Time cost analysis of three methods MTDIC, ESTIC and QOTIC is based on the 12 functional relationships shown in Figure 6. Firstly, analyze the time cost on each relationship with sample size 500, in seconds (s). The results are shown in Table 4. Secondly, analyze the time cost on all relationships with sample size 100 to 1000. The results are shown in Figure 7.
According to Table 4, in general, for each functional relationship, the lowest time cost of the three methods is MTDIC and the highest time cost is ESTIC. MTDIC has large time cost differences in 12 relationships. For three monotonic relationships, linear, exponential and logarithmic, the time cost difference is small, and all of them are within 0.1 s. The time cost on quadratic, sinusodial low frequency, sinusodial high frequency, circle, X line and X curve is higher, all of which are more than 3 s. There is no difference in the time cost between ESTIC and QOTIC in 12 functional relationships, which are 5.13 s and 7.13 s, respectively. QOTIC is consistent with ESTIC with the highest accuracy, and the time loss is reduced by 28%.
As shown in Figure 7, when the sample size is less than 300, the time cost difference of the three methods is small, and time cost are all within 15 s. When the sample size is larger than 300, the time cost gap of the three methods begins to expand with the increase of the sample size. First, the MTDIC with the lowest time cost increases slowly with the increase of sample size. When the sample size reaches 1000, the time cost is still less than 13 s. ESTIC with the highest time cost, when the sample size is larger than 300, the time cost increases exponentially with the increase of the sample size. When the sample size of QOTIC is higher than 300, although the time cost increases rapidly, it is much lower than ESTIC, and the time cost gap between QOTIC and ESTIC increases with the increase of sample size.

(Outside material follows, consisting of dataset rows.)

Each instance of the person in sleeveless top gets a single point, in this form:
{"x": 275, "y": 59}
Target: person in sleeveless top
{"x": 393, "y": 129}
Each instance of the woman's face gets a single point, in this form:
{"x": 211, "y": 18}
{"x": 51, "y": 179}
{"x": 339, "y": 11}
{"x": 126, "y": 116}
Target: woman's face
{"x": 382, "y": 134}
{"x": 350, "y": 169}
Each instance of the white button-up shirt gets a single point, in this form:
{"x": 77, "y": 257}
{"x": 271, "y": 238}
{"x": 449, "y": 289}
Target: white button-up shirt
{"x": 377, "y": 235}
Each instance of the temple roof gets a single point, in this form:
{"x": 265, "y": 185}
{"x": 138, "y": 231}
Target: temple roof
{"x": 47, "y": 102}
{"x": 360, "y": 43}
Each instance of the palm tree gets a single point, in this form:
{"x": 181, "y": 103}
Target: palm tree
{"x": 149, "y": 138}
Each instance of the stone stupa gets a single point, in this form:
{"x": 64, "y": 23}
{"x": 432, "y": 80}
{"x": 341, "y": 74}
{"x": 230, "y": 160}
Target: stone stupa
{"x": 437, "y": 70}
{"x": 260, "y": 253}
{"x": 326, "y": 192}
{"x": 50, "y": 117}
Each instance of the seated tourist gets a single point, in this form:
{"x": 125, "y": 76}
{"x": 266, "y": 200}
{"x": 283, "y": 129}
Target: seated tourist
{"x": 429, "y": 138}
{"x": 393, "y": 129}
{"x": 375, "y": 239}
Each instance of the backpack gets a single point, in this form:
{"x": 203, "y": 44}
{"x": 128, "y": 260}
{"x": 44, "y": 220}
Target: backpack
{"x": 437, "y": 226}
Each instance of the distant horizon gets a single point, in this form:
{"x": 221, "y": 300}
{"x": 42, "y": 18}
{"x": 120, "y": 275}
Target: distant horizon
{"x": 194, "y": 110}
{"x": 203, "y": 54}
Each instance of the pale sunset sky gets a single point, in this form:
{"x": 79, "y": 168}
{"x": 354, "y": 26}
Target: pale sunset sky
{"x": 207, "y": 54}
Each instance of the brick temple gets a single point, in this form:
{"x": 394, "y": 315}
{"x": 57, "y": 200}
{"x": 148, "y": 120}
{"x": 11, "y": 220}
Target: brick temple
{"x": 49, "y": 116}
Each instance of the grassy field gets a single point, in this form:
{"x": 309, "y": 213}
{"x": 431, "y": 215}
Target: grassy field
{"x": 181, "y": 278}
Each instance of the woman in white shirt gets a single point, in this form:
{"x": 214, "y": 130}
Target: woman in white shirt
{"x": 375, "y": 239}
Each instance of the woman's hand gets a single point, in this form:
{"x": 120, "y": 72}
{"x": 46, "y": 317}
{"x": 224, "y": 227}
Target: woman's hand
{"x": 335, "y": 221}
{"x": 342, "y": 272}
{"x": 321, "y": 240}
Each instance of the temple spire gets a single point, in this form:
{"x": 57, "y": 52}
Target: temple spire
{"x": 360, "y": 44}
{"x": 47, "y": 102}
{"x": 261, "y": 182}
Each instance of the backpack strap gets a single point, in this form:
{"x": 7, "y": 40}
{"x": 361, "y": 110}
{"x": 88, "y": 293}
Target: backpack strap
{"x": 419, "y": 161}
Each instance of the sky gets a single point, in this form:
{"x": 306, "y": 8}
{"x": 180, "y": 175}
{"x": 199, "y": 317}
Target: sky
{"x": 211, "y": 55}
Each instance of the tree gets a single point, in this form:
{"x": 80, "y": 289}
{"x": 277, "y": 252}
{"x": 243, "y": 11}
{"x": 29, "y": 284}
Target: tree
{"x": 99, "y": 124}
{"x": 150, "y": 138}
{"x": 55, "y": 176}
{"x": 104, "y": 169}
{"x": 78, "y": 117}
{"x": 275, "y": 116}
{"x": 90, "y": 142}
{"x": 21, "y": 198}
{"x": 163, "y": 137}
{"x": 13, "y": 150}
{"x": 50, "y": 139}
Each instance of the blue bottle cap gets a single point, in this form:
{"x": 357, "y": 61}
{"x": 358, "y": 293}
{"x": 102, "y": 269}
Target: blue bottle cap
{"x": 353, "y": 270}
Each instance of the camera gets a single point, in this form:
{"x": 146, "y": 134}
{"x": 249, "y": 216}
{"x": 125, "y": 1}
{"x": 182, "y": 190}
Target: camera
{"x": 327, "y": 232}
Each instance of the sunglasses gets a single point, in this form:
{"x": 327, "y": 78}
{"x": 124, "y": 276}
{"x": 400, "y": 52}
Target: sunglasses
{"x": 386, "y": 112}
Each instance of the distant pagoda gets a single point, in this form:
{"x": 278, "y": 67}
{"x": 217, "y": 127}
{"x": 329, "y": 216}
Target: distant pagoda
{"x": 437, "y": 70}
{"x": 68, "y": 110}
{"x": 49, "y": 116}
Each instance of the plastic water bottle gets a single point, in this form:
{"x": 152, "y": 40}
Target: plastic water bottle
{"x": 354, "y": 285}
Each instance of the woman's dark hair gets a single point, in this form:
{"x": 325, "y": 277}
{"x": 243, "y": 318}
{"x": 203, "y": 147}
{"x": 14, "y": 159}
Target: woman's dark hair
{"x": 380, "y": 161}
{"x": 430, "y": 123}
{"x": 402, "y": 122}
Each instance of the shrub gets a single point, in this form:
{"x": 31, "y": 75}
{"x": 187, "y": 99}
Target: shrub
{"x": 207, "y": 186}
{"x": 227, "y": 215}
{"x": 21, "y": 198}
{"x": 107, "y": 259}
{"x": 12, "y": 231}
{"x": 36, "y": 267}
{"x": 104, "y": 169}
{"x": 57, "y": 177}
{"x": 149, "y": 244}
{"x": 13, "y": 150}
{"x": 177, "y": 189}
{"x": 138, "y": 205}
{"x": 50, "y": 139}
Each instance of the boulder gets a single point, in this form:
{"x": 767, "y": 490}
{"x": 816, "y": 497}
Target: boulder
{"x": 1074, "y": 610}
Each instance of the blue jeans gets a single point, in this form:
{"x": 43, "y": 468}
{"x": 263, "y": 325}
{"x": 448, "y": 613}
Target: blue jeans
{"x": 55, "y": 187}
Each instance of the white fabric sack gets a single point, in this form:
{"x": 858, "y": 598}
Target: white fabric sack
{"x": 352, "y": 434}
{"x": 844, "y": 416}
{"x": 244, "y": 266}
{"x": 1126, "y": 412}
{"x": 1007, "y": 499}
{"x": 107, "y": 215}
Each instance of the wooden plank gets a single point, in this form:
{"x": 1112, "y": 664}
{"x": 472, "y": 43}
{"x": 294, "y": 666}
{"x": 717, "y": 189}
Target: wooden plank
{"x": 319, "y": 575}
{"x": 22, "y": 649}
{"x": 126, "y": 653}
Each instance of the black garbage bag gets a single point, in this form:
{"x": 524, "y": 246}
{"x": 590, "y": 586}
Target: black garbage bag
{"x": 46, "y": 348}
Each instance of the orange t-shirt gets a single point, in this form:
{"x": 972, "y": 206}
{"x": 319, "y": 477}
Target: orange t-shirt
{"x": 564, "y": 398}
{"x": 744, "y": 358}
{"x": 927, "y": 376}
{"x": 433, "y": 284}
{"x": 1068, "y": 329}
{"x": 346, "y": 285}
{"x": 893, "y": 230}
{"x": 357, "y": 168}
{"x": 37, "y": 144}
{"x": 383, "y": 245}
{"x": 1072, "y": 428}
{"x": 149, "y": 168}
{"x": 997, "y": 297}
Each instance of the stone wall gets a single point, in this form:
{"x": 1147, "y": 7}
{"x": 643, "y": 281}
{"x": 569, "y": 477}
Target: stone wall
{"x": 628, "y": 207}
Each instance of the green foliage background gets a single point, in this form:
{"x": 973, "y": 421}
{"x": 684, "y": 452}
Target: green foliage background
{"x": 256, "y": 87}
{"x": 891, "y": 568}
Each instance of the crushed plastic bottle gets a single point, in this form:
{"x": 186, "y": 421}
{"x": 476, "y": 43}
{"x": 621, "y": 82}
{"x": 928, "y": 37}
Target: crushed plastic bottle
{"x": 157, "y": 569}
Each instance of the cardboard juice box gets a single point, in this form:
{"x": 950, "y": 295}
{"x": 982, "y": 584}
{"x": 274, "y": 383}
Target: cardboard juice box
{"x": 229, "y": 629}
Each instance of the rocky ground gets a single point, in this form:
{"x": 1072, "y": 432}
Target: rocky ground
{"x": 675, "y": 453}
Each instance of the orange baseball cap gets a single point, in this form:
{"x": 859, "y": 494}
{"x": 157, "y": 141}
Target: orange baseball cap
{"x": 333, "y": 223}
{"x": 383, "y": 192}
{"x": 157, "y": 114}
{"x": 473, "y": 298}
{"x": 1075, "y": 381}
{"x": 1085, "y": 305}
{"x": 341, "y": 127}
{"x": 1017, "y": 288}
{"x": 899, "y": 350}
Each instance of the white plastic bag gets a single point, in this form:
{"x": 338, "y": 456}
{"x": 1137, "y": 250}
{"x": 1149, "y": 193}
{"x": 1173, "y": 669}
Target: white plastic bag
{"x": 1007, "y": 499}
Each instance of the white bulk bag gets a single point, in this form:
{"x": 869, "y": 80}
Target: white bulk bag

4.2. Performance on Noisy Relationships

The noisy relationships refer to 12 different functions shown in Table 1. Each relationship uses the sample size of 100, 500, and 1000, respectively. Each functional relationship is also uniformly distributed and contains additive Gaussian noise. The noise level increases gradually, and the coefficient of determination R2 ranges from 0 to 1.
Figure 8 shows the equitability results of QOTIC and the other five baseline methods, Dcor, MIE, NCIE, TEIC, and MTDIC. Each subplot contains the score of the given statistic versus the coefficient of determination R2.
In Figure 8, QOTIC assigns similar scores to these functions under the same noise levels, and when the sample size increases, QOTIC roughly equals the coefficient of determination R2. Methods, such as MTDIC and MIE, tend to be equitable across these functions, but MIE is not sensitive to the sample size. The performance of equitability is not improved with the increase of sample size. Moreover, under different sample sizes, the equitability performance of MTDIC and MIE are not as well as QOTIC. For the other methods TEIC, Dcor and NCIE all detect broader classes of relationships, but they are not equitable even in the large sample size of functions.

5. Exploring GHO Dataset for Associations

The Global Health Observatory (GHO) dataset is explored by our proposed QOTIC and the existing MIC, which is collected from the World Health Organization (WHO) data repository website and the United Nations website. The dataset consists of 2938 samples in 18 columns documenting the life expectancy and the corresponding potential influence factors such as immunization factors, mortality factors, social factors, economic factors and other health-related factors, ranging from year 2000 to 2015 around 193 countries. In trivariate correlation detection, each variable is arbitrarily combined with the other two variables, and then use QOTIC to measure correlation. As for the original correlation to explore, each variable is arbitrary combined with another variable, and then use MIC to measure correlation, each set of trivariate correlation includes three groups of relations between the two bivariate correlation, the relationship between trivariate association and bivariate association is shown in Table 5.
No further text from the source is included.